Pengaruh model konflik ini terhadapa paradigma studi kejahatan tampak dari prinsip-prinsip yang di anutnya sebagai berikut :
1)   Negara kapitalis muncul untuk memelihara kepentingan pemegang dominasi ekonomi AS.
2)   Kepentingan utama dari kaum kapitalis adalah memelihara orde ekonomi dan tertib sosial yang mendukung kekuasaanya.
3)   Tujuan utama dari hukum pidana adalah menjaga tertib ekonomi dan tertib masyarakat yang menguntungkan kepada pemegang kekuasaan melalui kriminalisasi tingkah laku yang mengancam tertib di atas .
4)   Tinglah laku yang mengancam tertib-tertib di atas diawasi melalui pengawasan yang di lakukan oleh mereka yang menjadi alat pemegang kekuasaan politik.
5)   Negara kapitalis menghendaki agar kelas masyarakat yang tidak di untungkan (masyarakat ekonomi lemah) di awasi melalui kekerasan atau paksaan yang tercermin dalam sistem hukumnya.

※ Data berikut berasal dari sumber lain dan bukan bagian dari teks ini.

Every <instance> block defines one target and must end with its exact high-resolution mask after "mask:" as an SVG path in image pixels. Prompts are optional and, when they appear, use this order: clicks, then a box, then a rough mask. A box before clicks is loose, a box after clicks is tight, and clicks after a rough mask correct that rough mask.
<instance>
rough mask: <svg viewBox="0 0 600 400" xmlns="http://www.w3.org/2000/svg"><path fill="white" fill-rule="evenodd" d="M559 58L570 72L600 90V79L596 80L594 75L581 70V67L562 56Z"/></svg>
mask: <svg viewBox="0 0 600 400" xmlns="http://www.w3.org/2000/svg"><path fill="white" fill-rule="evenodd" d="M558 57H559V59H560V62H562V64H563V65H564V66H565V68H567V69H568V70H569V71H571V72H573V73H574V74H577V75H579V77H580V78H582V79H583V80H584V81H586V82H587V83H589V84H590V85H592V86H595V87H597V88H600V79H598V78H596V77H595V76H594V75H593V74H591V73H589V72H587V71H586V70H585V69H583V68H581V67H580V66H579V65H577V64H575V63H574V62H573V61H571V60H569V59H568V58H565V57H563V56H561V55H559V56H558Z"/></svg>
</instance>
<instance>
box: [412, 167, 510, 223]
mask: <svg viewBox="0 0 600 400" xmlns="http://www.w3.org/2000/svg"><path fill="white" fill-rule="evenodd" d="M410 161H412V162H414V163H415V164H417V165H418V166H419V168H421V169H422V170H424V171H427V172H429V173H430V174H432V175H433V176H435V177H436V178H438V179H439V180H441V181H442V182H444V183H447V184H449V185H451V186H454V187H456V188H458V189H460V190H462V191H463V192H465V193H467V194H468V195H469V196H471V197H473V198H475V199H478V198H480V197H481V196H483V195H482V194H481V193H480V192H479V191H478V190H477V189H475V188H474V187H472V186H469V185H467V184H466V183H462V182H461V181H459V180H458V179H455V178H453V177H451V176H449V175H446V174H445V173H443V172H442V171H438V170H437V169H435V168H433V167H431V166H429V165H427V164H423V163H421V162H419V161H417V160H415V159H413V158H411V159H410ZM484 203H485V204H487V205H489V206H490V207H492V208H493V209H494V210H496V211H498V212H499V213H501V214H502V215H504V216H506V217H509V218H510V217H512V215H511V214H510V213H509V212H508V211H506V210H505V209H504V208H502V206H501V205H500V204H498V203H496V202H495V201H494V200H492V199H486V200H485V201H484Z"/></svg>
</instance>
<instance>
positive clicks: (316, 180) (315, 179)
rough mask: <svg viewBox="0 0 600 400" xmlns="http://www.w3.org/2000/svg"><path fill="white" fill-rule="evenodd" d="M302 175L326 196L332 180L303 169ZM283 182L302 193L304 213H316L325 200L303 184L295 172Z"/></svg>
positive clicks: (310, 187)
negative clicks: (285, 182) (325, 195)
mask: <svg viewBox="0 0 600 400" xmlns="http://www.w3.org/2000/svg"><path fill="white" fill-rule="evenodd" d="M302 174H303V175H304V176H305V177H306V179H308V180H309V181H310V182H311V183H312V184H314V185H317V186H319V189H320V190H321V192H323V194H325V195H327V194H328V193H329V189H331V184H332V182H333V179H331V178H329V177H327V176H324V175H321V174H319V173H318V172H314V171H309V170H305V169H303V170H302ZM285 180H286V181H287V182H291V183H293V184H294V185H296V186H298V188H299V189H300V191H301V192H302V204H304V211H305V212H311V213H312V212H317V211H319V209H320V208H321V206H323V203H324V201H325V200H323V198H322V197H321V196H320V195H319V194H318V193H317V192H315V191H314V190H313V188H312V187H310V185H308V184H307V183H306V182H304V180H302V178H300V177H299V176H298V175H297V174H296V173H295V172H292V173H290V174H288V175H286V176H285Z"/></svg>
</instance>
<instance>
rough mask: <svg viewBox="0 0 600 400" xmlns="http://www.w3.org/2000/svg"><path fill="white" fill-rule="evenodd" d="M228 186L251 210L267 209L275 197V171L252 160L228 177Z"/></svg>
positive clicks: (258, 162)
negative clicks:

6)   Masalah kejahatan di negara kapitalis hanya dapat di selesaikan melalui pembentukan suatu masyarakat baru melandaskan prinsip-prinsip sosialis.

Ø  Pemakaian teori assosiasi diferensial (differential association) dari sutherland adalah di dasarkan atas pertimbangan bahwa sampai saat ini sangat sulit untuk mempertahankan atau memakai teori yang mengatakan bahwa kejahatan itu di wariskan dari leluhur-leluhur. Bahkan kecenderungan teori tentang kejahatan pada dekade ke-20 ini , adalah kejahatan merupakan hasil interaksi antara individu dengan lingkungan.
Ø  Pemakaian teori anomi dalam tulisan ini di landaskan kepada kenyataan bahwa kejahatan di indonesia, bahkan di negara manapun tidak dapat dilepaskan dari struktur kehidupan masyarakatnya. Sekalipun demikian diakui latar belakang sosiologi budaya  lahirnya teori di maksud berbeda secara mendasar dengan sosial budaya abad ini.
Ø  Pemakaian teori kontrol sosial dalam tulisan ini adalah dilandaskan kepada kenyataan bahwa kultur masyarakat indonesia masih menjunjung tinggi norma kesusilaan dan tata krama adat ketimuran.